Mito 10. Nunca nombre-call usando sustantivos, pero es bueno usar adjetivos, adverbios y verbos: nunca digas “eres un vago”, pero está bien decir, “estás siendo perezoso” actuar perezosamente “o” hacer un trabajo perezoso “. Esto es similar a” culpar al pecado, no al pecador “, que también es un principio moral falso: (” las personas que culpan a los pecadores son pecadores “). Es cierto que los sustantivos pueden sugerir permanencia pero no siempre. El español y otros idiomas tienen dos versiones de “es”, una para los rasgos permanentes (“Mi nombre es Elena”) frente a los rasgos temporales, (“Ella está aquí”). El inglés no lo hace, por lo que nos queda para intuir si alguien está implicando un rasgo permanente o temporal. El falso principio moral tiene lagunas. No hay una diferencia real entre “Eres un vago” y “Siempre eres perezoso”. Si usar sustantivos u otros descriptivos es un problema estratégico, no moral. Si no te comunicas con alguien acerca de su comportamiento sistemáticamente frustrante, puedes escalar a los sustantivos. Nuevamente, no solo llames; Llamada del nombre con una precisión cuidadosa y recuerde que es su opinión. Si apuesta que sería útil suavizar una acusación, declare que es su opinión subjetiva. “Apuesto a que eres un narcisista“, incluso podría ser más experto estratégicamente que “Siempre eres narcisista”.

Mito 11. Cuando alguien llama negativamente a sus nombres, siempre nieguenlo vigorosamente: hay veces en las que tiene que defenderse, pero no tan a menudo como nuestros corazones asumen y negarlo a menudo es contraproducente. Llamar un nombre es una opinión. Ingerirlo, y digerirlo en tu propio tiempo. Confíe en su instinto para resolver qué, si algo es nutritivo en la retroalimentación negativa y lo que es un desperdicio, simplemente la opinión irrelevante de alguien. No es que los “nombres nunca me hagan daño”. A veces, hacen mucho daño, por ejemplo, haciendo un daño injusto a tu reputación. Pero cuando no lo hacen, tómate un momento para pensar si lo que te acusan es algo que todos hacemos. Las personas orgullosas de los que llaman por su nombre a menudo son hipócritas, mucho mejores para repartirlas que para asimilarlas. La policía moral hipócrita abunda, por ejemplo, alegando, como se señaló anteriormente, que los que llaman por su nombre son malos. ¿Eres un mentiroso? Seguro que eres. Todo el mundo está en que todo el mundo tuerce la verdad o ignora lo que es inconveniente en algunas ocasiones. En lugar de jugar con el falso puritanismo de la policía moral hipócrita, diga: “Bueno, obviamente, a veces, como usted, como todos. Pero aquí está la diferencia, no miento sobre mi mentira. No pretendo que no miento como tú. Trato de averiguar cuándo la mentira ayuda y cuándo duele “.

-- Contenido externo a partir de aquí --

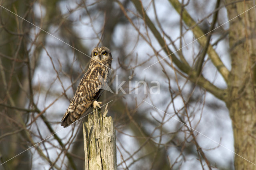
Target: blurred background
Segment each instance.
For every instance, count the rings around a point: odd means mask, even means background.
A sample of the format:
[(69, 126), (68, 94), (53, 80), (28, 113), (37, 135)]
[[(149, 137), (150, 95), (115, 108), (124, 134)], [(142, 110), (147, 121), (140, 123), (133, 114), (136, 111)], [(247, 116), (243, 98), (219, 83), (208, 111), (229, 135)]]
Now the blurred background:
[(222, 94), (226, 74), (212, 59), (230, 70), (226, 7), (233, 4), (0, 4), (0, 164), (30, 148), (0, 170), (83, 169), (82, 121), (65, 129), (60, 121), (88, 67), (87, 55), (103, 45), (113, 58), (113, 93), (99, 100), (113, 100), (108, 114), (118, 170), (234, 169), (232, 121)]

Mito 12: El insultos nunca mejora las cosas: si alguien intenta establecer una ley moral como “el insultos nunca mejora el comportamiento de las personas” y lo respalda con ejemplos de insultos que no ayudan, busque una excepción. Si puedes encontrar incluso uno, entonces aparentemente no es una ley absoluta. ¿Saber que un pedófilo se ha mudado a su vecindario, mejora el comportamiento del pedófilo? Tal vez no, tal vez sea así. Pero hay más en la vida que cambiar lo incorregible. También está protegiendo el barrio.

Mito 13: diagnosticar a las personas no es insultos: llamar a alguien narcisista o psicópata es más grave que llamar imbécil a alguien porque implica que está en posesión de algún hecho científico objetivo sobre su condición permanente cuando no lo está. estás expresando una opinión subjetiva, como si solo estuvieras llamando espadas a una pala.